Chen Jingcheng, Ge Xiangyu, Yuan Chenyang, Chen Yanan, Li Xiangyu, Zhang Xi, Chen Shixiang, Zheng WeiYing, Miao Chunqin
Jiaxing Nanhu District People's Hospital, Jiaxing, Zhejiang Province, 314000, People's Republic of China.
The Second Hospital of Jiaxing, Jiaxing, Zhejiang Province, 314000, People's Republic of China.
BMC Oral Health. 2025 May 28;25(1):838. doi: 10.1186/s12903-025-06246-1.

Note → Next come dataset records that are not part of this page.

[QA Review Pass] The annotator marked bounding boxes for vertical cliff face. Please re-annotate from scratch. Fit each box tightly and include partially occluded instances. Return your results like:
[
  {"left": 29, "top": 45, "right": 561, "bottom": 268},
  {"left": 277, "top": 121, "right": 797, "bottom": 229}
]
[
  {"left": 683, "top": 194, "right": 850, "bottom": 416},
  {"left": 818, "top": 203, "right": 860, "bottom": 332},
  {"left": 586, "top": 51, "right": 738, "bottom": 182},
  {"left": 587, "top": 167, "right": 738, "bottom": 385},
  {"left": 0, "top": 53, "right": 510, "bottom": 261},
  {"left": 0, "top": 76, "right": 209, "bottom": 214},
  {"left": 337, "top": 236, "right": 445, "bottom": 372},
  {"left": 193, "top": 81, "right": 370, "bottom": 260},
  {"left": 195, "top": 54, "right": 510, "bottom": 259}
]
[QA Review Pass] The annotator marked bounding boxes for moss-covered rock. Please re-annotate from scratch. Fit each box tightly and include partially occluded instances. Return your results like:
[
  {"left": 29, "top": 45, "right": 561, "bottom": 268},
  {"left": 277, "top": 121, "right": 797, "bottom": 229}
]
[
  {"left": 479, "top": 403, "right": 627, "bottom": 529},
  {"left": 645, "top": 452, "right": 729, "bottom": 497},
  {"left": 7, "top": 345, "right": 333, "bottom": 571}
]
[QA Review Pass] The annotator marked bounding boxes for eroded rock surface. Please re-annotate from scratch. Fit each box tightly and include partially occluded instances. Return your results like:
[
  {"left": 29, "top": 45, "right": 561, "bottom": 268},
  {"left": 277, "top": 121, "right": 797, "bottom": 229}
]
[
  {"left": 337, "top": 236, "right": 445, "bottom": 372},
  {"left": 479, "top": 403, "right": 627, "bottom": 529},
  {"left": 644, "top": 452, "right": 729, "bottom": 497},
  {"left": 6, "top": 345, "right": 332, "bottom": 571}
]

This study collected and screened the 50 most common pre-treatment consultation questions from adult orthodontic patients through clinical practice. Responses to these questions were generated using three large language models: Ernie Bot, ChatGPT, and Gemini. The responses were evaluated across six dimensions: Professional Accuracy (PA), Accuracy of Content(AC), Clarity and Comprehensibility (CC), Personalization and Relevance (PR), Information Completeness (IC), and Empathy and Patient-Centeredness (EHC). Results indicated that scores for each group in various dimensions primarily fell within the range of 3-4 points, with relatively few high-quality scores (5 points). While large language models demonstrate some capability in addressing open-ended questions, their use in medical consultation, particularly in orthodontic medicine, requires caution and further integration with professional guidance and verification. Future research and technological improvements should focus on enhancing AI(Artificial Intelligence) performance in accuracy, information completeness, and humanistic care to better meet the needs of diverse clinical scenarios.
本研究通过临床实践收集并筛选了成人正畸患者最常见的50个治疗前咨询问题。使用三个大语言模型(文心一言、ChatGPT和Gemini)生成了这些问题的答案。从六个维度对答案进行了评估:专业准确性(PA)、内容准确性(AC)、清晰度和可理解性(CC)、个性化和相关性(PR)、信息完整性(IC)以及同理心和以患者为中心(EHC)。结果表明,各维度中每组的得分主要落在3 - 4分的范围内,高质量得分(5分)相对较少。虽然大语言模型在解决开放性问题方面展现出一定能力,但在医疗咨询,尤其是正畸医学中的应用需要谨慎,并进一步与专业指导和验证相结合。未来的研究和技术改进应专注于提高人工智能在准确性、信息完整性和人文关怀方面的表现,以更好地满足不同临床场景的需求。